What perhaps ticked me off the most was that the author bemoaned that ecotourism provided an economic justification to conserve some wilderness, and that people living in the territories she crossed "saw money in the marsh in the form of grazing land for animals, or income from growing pulses or grains." The author was disappointed that people couldn't see the value and meaning of the land beyond its usefulness to them. Knowing how little many of the people she met have to live with, that seemed a little rich. Combined with the lack of engagement with the people who live along the Silk Road, it felt cold.

A central question that Harris seems to care about is whether exploration can be a force for good. She sure wishes it was, but I don't feel that she made case for it through her travels as retold in this book. Maybe she wasn't quite ready for it?

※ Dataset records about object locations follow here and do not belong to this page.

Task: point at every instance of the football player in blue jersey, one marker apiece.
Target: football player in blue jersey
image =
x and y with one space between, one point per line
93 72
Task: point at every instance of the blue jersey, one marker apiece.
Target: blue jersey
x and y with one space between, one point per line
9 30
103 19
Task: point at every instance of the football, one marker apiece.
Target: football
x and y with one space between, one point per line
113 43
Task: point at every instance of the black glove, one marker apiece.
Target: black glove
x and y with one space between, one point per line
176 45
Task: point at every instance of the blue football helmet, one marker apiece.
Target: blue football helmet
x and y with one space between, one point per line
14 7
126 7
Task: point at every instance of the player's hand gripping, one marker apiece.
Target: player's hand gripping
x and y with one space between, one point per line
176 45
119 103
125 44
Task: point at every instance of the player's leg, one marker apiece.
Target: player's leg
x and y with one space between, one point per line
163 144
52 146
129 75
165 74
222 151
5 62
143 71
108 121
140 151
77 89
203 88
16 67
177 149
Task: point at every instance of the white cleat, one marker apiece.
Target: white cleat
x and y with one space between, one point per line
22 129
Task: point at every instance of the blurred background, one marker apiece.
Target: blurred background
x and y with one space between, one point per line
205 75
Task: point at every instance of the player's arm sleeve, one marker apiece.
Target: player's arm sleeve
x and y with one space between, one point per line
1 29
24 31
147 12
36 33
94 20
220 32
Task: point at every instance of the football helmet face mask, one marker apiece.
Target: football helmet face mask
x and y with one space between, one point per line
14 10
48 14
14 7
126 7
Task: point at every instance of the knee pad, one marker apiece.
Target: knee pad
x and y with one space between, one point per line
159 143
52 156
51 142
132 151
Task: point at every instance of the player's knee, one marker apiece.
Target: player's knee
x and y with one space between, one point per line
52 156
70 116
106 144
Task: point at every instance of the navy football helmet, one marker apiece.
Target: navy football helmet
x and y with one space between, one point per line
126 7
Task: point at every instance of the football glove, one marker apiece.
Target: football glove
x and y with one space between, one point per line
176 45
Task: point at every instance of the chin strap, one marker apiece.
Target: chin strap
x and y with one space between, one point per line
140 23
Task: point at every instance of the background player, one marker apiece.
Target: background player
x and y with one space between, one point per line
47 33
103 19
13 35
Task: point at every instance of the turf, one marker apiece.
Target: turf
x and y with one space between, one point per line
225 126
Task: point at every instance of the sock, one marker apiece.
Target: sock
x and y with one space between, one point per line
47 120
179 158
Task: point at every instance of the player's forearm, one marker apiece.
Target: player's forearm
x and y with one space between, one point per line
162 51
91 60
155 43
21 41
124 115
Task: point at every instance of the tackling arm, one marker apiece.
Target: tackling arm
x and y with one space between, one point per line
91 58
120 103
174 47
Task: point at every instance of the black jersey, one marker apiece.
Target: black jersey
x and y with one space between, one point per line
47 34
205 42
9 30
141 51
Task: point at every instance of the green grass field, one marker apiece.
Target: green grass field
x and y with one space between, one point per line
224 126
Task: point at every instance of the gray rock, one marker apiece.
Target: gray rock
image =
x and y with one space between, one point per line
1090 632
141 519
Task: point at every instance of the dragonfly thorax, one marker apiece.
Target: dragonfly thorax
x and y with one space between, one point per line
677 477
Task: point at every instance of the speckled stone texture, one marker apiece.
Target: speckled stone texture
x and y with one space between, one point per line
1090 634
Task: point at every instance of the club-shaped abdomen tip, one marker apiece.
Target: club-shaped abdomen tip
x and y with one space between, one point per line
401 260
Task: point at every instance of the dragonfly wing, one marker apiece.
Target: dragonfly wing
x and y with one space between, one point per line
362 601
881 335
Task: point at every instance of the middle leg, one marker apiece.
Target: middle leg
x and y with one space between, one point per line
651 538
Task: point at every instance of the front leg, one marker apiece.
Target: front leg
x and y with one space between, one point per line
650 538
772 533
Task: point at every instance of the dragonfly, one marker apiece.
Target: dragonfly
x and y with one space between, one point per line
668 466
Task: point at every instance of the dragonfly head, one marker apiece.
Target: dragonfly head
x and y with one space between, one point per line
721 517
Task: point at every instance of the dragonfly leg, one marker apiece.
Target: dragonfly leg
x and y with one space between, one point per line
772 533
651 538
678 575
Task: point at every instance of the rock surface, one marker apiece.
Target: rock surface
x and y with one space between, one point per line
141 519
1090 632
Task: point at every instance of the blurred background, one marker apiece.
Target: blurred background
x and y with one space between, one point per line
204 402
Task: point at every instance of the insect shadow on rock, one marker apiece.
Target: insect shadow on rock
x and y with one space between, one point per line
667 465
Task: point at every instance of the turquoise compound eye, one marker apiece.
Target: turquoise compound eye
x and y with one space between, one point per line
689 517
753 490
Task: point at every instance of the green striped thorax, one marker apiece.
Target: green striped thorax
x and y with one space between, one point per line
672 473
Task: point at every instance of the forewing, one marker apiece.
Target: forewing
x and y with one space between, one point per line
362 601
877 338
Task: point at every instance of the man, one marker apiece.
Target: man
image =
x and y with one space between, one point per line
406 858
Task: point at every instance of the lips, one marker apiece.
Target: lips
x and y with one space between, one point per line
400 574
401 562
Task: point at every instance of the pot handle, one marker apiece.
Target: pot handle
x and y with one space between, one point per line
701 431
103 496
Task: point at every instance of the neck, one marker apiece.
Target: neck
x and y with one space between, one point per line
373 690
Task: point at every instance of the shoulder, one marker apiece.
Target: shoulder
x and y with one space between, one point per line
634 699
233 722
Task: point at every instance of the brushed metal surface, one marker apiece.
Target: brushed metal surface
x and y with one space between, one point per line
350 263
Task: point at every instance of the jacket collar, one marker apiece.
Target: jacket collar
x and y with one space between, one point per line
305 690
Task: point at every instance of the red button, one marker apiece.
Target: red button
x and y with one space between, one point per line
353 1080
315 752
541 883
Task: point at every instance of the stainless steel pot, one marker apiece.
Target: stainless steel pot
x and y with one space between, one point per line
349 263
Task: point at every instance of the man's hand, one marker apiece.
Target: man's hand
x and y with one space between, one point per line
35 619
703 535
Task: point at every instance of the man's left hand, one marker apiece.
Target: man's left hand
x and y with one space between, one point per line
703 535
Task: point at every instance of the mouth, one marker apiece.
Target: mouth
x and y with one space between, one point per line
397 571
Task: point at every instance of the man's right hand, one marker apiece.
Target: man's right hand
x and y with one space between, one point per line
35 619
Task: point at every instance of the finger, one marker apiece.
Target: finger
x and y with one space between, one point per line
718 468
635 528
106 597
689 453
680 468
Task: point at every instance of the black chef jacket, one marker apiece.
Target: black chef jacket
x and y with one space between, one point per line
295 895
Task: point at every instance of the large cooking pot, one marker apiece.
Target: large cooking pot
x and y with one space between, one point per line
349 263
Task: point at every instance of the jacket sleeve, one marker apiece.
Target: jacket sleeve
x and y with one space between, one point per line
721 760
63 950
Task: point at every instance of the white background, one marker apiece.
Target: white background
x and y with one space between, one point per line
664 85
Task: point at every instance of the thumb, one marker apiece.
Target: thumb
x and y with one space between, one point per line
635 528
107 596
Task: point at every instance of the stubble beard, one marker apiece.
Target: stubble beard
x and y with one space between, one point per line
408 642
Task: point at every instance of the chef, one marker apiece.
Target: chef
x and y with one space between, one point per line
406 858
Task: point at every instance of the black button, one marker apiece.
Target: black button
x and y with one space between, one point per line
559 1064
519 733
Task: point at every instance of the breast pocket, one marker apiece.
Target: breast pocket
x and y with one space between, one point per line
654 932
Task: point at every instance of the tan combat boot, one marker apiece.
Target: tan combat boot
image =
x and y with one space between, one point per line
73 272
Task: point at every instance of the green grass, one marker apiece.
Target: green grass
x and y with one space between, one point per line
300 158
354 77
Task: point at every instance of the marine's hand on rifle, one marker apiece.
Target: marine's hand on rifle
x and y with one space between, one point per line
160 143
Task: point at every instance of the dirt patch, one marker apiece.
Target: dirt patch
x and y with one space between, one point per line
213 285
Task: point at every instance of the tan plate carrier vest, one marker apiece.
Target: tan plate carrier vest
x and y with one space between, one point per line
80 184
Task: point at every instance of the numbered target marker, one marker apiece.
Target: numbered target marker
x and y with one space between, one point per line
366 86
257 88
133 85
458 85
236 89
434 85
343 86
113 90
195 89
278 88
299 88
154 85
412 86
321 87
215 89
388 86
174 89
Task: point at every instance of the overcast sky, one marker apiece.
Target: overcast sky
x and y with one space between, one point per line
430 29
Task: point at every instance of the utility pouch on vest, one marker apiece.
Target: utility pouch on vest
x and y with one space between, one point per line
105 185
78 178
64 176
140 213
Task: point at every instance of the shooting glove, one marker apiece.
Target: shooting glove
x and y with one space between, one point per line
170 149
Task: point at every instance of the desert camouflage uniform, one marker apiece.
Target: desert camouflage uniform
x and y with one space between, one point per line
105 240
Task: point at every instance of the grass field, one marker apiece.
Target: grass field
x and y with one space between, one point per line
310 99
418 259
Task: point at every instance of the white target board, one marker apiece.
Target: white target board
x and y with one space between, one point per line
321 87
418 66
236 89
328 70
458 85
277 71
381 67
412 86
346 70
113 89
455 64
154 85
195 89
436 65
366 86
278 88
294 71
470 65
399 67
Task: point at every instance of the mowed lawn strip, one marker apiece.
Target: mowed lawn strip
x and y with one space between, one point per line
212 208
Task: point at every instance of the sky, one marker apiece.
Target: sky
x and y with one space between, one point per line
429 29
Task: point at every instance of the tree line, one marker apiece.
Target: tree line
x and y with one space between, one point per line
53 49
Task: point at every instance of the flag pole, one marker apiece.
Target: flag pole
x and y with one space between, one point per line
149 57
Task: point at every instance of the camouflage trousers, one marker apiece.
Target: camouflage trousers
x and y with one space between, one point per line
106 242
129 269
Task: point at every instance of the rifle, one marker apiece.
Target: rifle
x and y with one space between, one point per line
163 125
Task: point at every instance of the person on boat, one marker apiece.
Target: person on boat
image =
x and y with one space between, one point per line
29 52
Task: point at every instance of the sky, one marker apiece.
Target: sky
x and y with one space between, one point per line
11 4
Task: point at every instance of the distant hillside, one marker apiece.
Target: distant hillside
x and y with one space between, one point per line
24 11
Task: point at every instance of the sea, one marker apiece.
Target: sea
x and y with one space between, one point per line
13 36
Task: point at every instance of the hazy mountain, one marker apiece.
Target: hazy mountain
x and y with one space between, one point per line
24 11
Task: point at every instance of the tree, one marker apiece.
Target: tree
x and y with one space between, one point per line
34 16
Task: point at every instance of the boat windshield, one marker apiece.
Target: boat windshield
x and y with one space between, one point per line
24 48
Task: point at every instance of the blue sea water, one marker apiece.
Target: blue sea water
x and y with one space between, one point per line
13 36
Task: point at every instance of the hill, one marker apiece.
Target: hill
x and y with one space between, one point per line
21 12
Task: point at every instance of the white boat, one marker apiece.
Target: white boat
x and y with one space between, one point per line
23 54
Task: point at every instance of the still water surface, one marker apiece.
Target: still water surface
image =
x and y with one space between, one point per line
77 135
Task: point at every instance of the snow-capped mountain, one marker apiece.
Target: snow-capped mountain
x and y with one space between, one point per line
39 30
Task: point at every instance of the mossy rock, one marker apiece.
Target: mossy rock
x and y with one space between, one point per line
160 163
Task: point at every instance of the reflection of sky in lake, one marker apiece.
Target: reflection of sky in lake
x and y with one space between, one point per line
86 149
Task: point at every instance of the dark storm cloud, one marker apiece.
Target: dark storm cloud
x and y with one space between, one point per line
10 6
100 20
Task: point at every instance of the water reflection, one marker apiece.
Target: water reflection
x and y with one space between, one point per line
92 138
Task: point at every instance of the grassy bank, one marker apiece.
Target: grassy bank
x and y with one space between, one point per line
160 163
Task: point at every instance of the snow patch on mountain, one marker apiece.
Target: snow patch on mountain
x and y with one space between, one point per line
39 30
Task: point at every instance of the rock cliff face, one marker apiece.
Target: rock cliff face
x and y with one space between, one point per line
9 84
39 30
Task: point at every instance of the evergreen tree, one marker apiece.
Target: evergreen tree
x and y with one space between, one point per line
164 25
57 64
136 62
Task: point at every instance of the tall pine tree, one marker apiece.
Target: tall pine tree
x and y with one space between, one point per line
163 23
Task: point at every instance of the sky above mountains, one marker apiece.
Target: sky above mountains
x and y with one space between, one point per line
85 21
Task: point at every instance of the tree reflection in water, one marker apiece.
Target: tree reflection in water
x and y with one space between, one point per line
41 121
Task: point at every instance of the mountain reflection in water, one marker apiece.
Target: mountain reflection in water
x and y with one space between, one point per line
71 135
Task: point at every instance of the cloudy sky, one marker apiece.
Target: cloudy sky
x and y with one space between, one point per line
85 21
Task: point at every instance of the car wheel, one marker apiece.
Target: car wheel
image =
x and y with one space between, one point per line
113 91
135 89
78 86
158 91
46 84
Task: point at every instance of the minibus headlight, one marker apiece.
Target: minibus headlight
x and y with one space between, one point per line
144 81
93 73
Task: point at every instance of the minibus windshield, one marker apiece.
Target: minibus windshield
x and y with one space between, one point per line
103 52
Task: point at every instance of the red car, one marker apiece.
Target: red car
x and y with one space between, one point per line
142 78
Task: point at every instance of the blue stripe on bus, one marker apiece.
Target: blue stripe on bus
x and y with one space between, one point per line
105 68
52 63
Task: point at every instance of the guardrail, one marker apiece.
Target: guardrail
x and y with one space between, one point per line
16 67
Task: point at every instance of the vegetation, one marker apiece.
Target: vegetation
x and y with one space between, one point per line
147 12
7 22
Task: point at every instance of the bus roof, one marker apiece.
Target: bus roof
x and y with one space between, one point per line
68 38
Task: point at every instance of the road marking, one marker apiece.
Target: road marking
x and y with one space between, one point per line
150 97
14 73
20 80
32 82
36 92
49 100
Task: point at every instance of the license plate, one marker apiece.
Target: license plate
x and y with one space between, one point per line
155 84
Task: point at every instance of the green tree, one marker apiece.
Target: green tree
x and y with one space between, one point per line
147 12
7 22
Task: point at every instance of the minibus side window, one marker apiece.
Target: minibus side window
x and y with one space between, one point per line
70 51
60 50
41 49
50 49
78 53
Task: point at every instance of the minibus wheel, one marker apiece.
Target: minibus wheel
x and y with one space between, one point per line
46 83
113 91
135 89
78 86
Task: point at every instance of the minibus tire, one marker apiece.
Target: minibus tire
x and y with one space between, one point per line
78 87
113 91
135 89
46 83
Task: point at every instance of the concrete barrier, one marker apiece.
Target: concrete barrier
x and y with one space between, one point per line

Harris asks: "We're only here by fluke, and only for a little while, so why not run with life as far and wide as you can?" Why not? Ok. Why though? To do what? Why can't we be content where we are? Could we not look deep instead of far?

3 stars because anyone who cycles that far deserves a bit of recognition, and also because I enjoyed learning about a few random things like the backstory of the "pale blue dot" picture and of the Golden Record aboard the Voyager space probe.

On the plus side:
-Cycling the Silk Road is an incredible adventure and accomplishment by the author and her friend. Harris is an excellent writer and her descriptions of landscapes, people, feelings, interactions, food, and experiences put you right there in the midst of it.
-Female explorers doing awesome stuff - what's not to love?
-Being a species/enviro nerd, I enjoyed the thread relating to wildlife conservation and protected areas. Harris and her friend visited some extraordinary places and met with people doing important work in the hardest of conditions.

But...:
-I would not recommend the audiobook. I found the narrator offputting, especially when she tried to read with accents - everyone just sounded like an angry Russian. Go for the written word on this one.

I was very interested in the premise for this book - women cycling along the length of the Silk Road, stealthily crossing borders, overcoming unforeseen obstacles and grinding out hard miles of unforgiving trail - but sadly it did nothing but disappoint.
The prologue had an exciting account of Harris and her friend Mel ducking under a border gate with their heavily-loaded bikes in the dark of night, all clothed in black, trying to evade the Chinese border guards as they sneaked into Tibet without the required documentation. Thrilling! But soon afterwards, Harris went on and on about her life of privilege and her dream of living on Mars. Unable to fix herself to any one thing, she vacillates between attaining university degrees and travelling, knowing that at any time her family could bail her out financially or politically.
My issue with the book is simply that there wasn't enough about her cycling trip and that is the only reason the book captured my attention and imagination. So, once I realized that this is actually a memoir of her entire life, I set it aside.

Kate Harris just made me want to bike the Silk road. It felt like eat pray love, if all you had to eat was instant noodles and oatmeal.
Lands of Lost Borders, eloquently described the geo/political landscape of Asia, while still trying to recognize the bias Harris held, especially as a westerner.
Her resourcefulness to accomplish a dream is admirable and the way she talks about her evolving life plan. The growth and shifting that happened as she experienced new things gave me hope.
The ending, was an emotional goodbye to dreams accomplished. The deep, constant and evolving friendship between Kats and Mel that I got to bear witness too.
May we all have a friend we would follow 17,000 feet up a mountain for.